Page MenuHomePhabricator

Clarify handling of integer array indexes in Scribunto and php-luasandbox
Closed, ResolvedPublic

Description

PHP uses 32- or 64-bit integers for array indexes, while Lua uses double-precision floating point for its number type. These types don't have the same ranges, but the existing code doesn't take this into consideration.

Further, Lua considers table[0] and table["0"] to be distinct indexes, while PHP only wants to work with $array[0]. While php-luasandbox or HHVM can create arrays that have a string-valued numeric key like '0' or '42', PHP won't be able to access it properly.

  • When passing an array from 64-bit PHP to Lua,
    • Array indexes less than -2^53 or greater than 2^53 will wind up with precision loss and might collide.
  • When passing an array from Lua to PHP,
    • LuaStandalone will return indexes greater than 2^31-1 or less than -2^31 to PHP as strings. This is fine for 32-bit PHP, and 64-bit Zend PHP converts them back to integers. But 64-bit HHVM will get an array with inaccessible keys.
    • LuaStandalone returns indexes with absolute value 1e14 or greater in exponential format, while php-luasandbox continues to return them as integers.
    • php-luasandbox will happily try to use indexes outside of PHP's integer type's range, which seems to result in PHP seeing 0. This might differ based on how the compiler handles overflow in double-to-int conversions.
    • If Lua returns a table with string keys that look like integers to PHP, in php-luasandbox and LuaStandalone on HHVM these will be inaccessible on the PHP side. In LuaStandalone on Zend PHP they'll collide with the corresponding actual integer keys.

As for fixing this, my thoughts are:

  • PHP→Lua should stringify any integer indexes outside of an appropriate range. 32-bit PHP will already have done this using the range of signed 32-bit values. Should we use the same range for 64-bit PHP, or go bigger?
  • Lua→PHP should convert strings to integers in the same cases PHP does (see ZEND_HANDLE_NUMERIC() for php-luasandbox). Collisions should raise an error, much as already happens if Lua tries to pass PHP a table with keys of types other than integer or string. And LuaStandalone should use string.format( '%d' ) instead of tostring() for numbers with absolute value less than 2^63.

Event Timeline

Although, I might decide to take advantage of Zend PHP's unserialize() doing the right thing when given stringified integers as keys and let HHVM continue to be broken in this edge case until we drop HHVM support.

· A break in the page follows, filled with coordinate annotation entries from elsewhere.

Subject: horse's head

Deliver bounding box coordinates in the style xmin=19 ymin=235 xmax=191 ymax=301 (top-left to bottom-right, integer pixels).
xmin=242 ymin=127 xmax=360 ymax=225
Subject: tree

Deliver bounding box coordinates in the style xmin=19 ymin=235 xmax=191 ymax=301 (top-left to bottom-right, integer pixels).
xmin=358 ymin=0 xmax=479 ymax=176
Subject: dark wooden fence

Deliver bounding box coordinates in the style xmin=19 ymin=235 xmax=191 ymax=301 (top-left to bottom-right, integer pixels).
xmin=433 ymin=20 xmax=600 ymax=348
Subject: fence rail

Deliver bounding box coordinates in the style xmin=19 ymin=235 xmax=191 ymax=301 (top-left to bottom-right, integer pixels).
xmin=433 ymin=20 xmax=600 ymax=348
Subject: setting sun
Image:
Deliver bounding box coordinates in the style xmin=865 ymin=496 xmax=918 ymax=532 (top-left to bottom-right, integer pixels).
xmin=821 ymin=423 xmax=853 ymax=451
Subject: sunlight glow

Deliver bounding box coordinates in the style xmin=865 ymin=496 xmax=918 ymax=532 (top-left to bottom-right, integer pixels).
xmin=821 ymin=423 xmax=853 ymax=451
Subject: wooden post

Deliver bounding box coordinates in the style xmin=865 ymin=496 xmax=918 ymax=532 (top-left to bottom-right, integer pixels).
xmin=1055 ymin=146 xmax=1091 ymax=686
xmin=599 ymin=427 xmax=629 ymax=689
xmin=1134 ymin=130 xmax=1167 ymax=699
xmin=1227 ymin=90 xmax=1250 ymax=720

Change 408700 had a related patch set uploaded (by Anomie; owner: Anomie):
[mediawiki/php/luasandbox@master] Sanify handling of array keys

https://gerrit.wikimedia.org/r/408700

Change 408703 had a related patch set uploaded (by Anomie; owner: Anomie):
[mediawiki/extensions/Scribunto@master] Sanify handling of array keys

https://gerrit.wikimedia.org/r/408703

Change 408700 merged by jenkins-bot:
[mediawiki/php/luasandbox@master] Sanify handling of array keys

https://gerrit.wikimedia.org/r/408700

Change 408703 merged by jenkins-bot:
[mediawiki/extensions/Scribunto@master] Sanify handling of array keys

https://gerrit.wikimedia.org/r/408703

I'm looking at https://github.com/wikimedia/mediawiki-php-luasandbox/commit/122132a8a00fc373d359cf6beb831b5fdc040e72 and I don't see how the else blocks are correct.

Specifically: lines 249 and 280 in data_conversion.c are now "else" without any braces.

It's exactly equivalent to "else if". It just has a newline rather than a space between the two keywords.

@Anomie: you are totally right, sorry, I misread what the block was trying to protect.